Step 4. Format to Simpler Json Files

fatmas1982 commented 5 years ago

Could you clear to what should the Step 4. Format to Simpler Json Files do . my case : i have my own data-set . i am trying to apply these steps on it. Now I performed to Step 3. Sentence Splitting and Tokenization and generated Json files . regarding my own data-set step 4 did not perform any thing. after studying the code related to step 4 in function called format_to_lines -->data_builder.py . this function compare my json file by name with mapping file with the same name in URL directory.

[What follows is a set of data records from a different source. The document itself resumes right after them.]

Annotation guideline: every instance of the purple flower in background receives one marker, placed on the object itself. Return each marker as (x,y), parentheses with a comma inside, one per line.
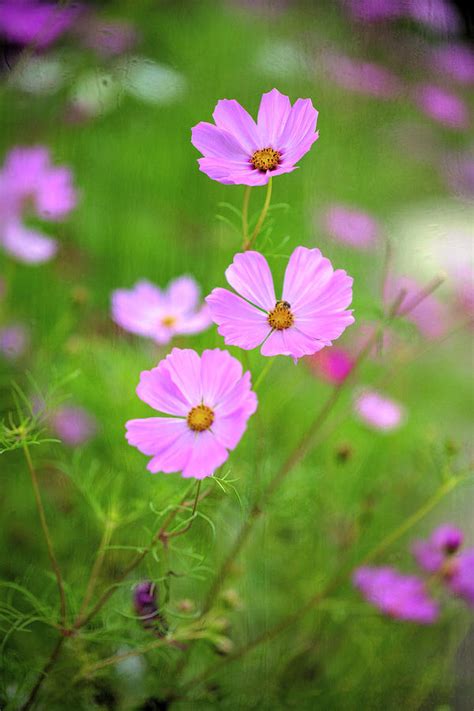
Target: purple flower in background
(432,553)
(34,22)
(362,77)
(333,364)
(30,184)
(209,401)
(73,425)
(238,151)
(456,61)
(160,314)
(403,597)
(13,341)
(351,226)
(378,411)
(429,316)
(146,607)
(461,577)
(311,313)
(442,106)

I think the isse in this loop

for line in open(pjoin(args.map_path, 'mapping_' + corpus_type + '.txt')):
            temp.append(hashhex(line.strip()))
        corpus_mapping[corpus_type] = {key.strip(): 1 for key in temp}

the corpus_mapping[corpus_type] length are

corpus_mapping valid 13368 corpus_mapping test 11490 corpus_mapping train 287227

train_files,` valid_files, test_files = [], [], []
print("glob jason",glob.glob(pjoin(args.raw_path, '*.json')))
for f in glob.glob(pjoin(args.raw_path, '*.json')):
print("f",f)
real_name = f.split('/')[-1].split('.')[0]
print("real_name",real_name)
if (real_name in corpus_mapping['valid']):
valid_files.append(f)
elif (real_name in corpus_mapping['test']):
test_files.append(f)
elif (real_name in corpus_mapping['train']):
train_files.append(f)
# else:
#     train_files.append(f)
print("len train_files, valid_files, test_files ",len(train_files), len(valid_files), len(test_files ))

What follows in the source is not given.